Ne “L’avventura di un fotografo” del 1955, Italo Calvino esprimeva la propria idea di uso fotografico che si fa folle, sfumando in una sorta di abuso.

Ciò che viene descritto è una società in cui la smania di fotografare ha preso il sopravvento sul semplice e puro godimento di un avvenimento, di un momento, di una visione. Ogni cosa deve passare attraverso l’obiettivo della fotocamera, quasi come certificato per l’esistenza stessa di tutto il fotografabile, come garanzia certa di averne per sempre il ricordo a portata di mano e memoria. La follia, si palesa nell’espressione di una confusione vitale tra realtà e fotografia. Non è forse che fotografando tutto si arrivi a credere più alla bellezza della foto che a quella del soggetto reale?

Quanto mai attuale. Oggi, con l’avvento del digitale si è registrata un’impennata senza precedenti nella produzione di immagini; la supremazia dei social media ha preso il sopravvento, rendendo la pratica fotografica degli ultimi anni un fenomeno di massa che ha portato alla diffusione della cultura dell’immagine a livello capillare, attraverso manifestazioni globali quali Facebook e Instagram.
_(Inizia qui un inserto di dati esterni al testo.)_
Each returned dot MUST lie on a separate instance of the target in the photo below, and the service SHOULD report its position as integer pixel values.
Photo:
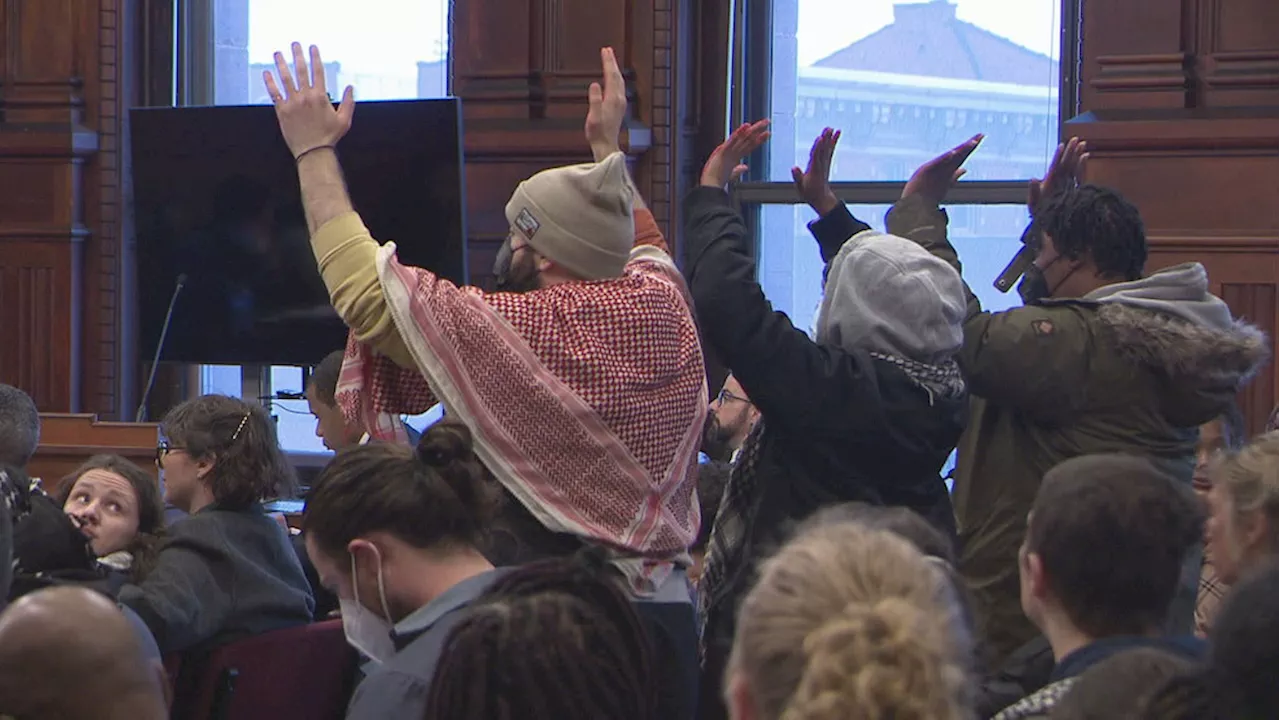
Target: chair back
(305, 671)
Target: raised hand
(607, 108)
(935, 178)
(814, 182)
(726, 162)
(1064, 172)
(307, 118)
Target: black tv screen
(216, 201)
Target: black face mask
(515, 273)
(502, 263)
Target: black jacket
(222, 575)
(840, 425)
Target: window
(903, 81)
(388, 50)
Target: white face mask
(365, 629)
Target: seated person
(1239, 679)
(101, 529)
(71, 654)
(850, 621)
(332, 427)
(1243, 527)
(394, 533)
(227, 570)
(556, 639)
(1100, 565)
(19, 427)
(1121, 686)
(1217, 437)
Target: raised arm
(1033, 359)
(344, 250)
(835, 223)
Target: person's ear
(205, 465)
(1036, 579)
(739, 698)
(1253, 529)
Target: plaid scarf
(585, 400)
(940, 381)
(726, 547)
(728, 533)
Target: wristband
(310, 150)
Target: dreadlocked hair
(554, 639)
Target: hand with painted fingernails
(307, 117)
(607, 108)
(935, 178)
(727, 162)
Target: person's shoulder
(391, 691)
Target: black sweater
(222, 575)
(839, 424)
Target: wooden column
(522, 68)
(62, 213)
(44, 147)
(1180, 105)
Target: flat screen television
(216, 201)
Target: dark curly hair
(145, 546)
(438, 493)
(554, 639)
(240, 437)
(1097, 223)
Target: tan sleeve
(347, 255)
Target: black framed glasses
(726, 396)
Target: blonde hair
(1251, 478)
(853, 623)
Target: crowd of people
(597, 529)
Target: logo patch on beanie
(526, 223)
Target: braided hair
(554, 639)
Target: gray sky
(397, 33)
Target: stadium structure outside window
(388, 50)
(903, 80)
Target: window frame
(749, 99)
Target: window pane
(904, 81)
(986, 236)
(385, 60)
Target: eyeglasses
(726, 396)
(165, 449)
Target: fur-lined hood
(1170, 322)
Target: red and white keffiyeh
(585, 400)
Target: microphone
(1015, 269)
(155, 361)
(1023, 260)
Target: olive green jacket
(1130, 368)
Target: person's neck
(432, 574)
(202, 499)
(1084, 282)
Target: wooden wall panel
(1180, 105)
(522, 68)
(71, 68)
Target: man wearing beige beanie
(581, 379)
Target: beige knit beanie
(577, 217)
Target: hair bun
(878, 657)
(444, 443)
Contenitori questi, all’interno dei quali non vi è più spazio per la fotografia “ragionata” espressione di un momento dall’alto valore emozionale che dovrà restare indelebile nelle menti di chi lo contempla.

La fotografia è oggi materiale da condividere e da consumare nell’immediato. Tutto è moda, un flusso continuo di immagini simili tra loro che, per quanto “belle”, restano indifferenti per il solo motivo di essere simili a tante altre. Le immagini vengono quindi archiviate all’interno di supporti digitali o cloud e, il fatto di non essere più stampate determina una problematica di grande valore sociale e storico; una sorta di “oblio del ricordo”. Si è persa un’importante caratteristica ovvero, la capacità di documentare e lasciare una traccia tangibile e accessibile di un volto, di un ricordo, di una storia.  Una traccia che resta e che può e deve essere fisicamente ritrovata e recuperata.
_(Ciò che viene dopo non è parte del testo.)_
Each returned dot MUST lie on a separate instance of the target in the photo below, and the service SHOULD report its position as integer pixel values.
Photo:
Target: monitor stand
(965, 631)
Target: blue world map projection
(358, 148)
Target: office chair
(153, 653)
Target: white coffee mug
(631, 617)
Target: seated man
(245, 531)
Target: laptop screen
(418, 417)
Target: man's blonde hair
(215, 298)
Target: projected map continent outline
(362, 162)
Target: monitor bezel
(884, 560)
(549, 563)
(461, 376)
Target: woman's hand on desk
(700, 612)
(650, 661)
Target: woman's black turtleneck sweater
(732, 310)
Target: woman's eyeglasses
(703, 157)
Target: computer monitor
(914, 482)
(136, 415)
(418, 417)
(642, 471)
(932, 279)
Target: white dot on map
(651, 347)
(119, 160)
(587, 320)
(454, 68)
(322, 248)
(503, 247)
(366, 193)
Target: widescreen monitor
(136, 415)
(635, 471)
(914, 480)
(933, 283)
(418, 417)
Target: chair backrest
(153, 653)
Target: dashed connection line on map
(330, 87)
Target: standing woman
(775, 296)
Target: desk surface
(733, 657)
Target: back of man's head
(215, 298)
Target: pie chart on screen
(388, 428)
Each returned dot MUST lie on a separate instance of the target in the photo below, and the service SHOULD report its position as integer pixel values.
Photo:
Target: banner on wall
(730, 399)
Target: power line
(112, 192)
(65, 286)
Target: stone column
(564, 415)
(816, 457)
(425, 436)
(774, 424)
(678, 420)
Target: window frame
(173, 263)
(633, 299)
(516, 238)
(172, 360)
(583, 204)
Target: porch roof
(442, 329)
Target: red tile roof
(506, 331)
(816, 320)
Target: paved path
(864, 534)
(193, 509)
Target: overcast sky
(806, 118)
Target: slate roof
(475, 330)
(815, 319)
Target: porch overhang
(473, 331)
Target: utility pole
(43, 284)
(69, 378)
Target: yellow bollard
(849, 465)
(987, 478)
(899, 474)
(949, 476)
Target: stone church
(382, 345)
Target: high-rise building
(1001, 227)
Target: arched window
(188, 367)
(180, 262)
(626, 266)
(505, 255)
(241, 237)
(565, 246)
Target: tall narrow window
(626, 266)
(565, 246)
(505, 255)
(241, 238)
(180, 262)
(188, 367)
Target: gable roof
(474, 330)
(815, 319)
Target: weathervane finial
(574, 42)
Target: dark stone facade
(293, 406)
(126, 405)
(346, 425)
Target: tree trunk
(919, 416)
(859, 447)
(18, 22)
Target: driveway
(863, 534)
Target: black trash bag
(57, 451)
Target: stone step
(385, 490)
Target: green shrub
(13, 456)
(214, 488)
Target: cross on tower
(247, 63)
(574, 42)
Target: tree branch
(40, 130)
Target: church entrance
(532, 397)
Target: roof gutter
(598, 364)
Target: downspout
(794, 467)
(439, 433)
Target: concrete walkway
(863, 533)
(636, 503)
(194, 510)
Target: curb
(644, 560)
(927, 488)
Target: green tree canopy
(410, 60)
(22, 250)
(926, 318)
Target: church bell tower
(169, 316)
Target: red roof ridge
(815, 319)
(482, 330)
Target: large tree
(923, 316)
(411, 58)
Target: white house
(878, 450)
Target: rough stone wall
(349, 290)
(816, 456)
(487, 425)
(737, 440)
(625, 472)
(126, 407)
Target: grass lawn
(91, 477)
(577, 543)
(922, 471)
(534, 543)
La stampa è in grado di donare alla fotografia quella completezza che il virtuale le ha sottratto; una fotografia si guarda in maniera riflessiva, mentre un’immagine virtuale viene di solito consumata rapidamente e difficilmente sopravvive al veloce trascorrere del tempo. La fotografia è diventata immateriale, “liquida”. Si realizzano immagini che restano in un ecosistema elettronico e solo raramente giungono ad essere stampate su carta. Forse solo a queste ultime sarà dato di superare l’oblio del tempo?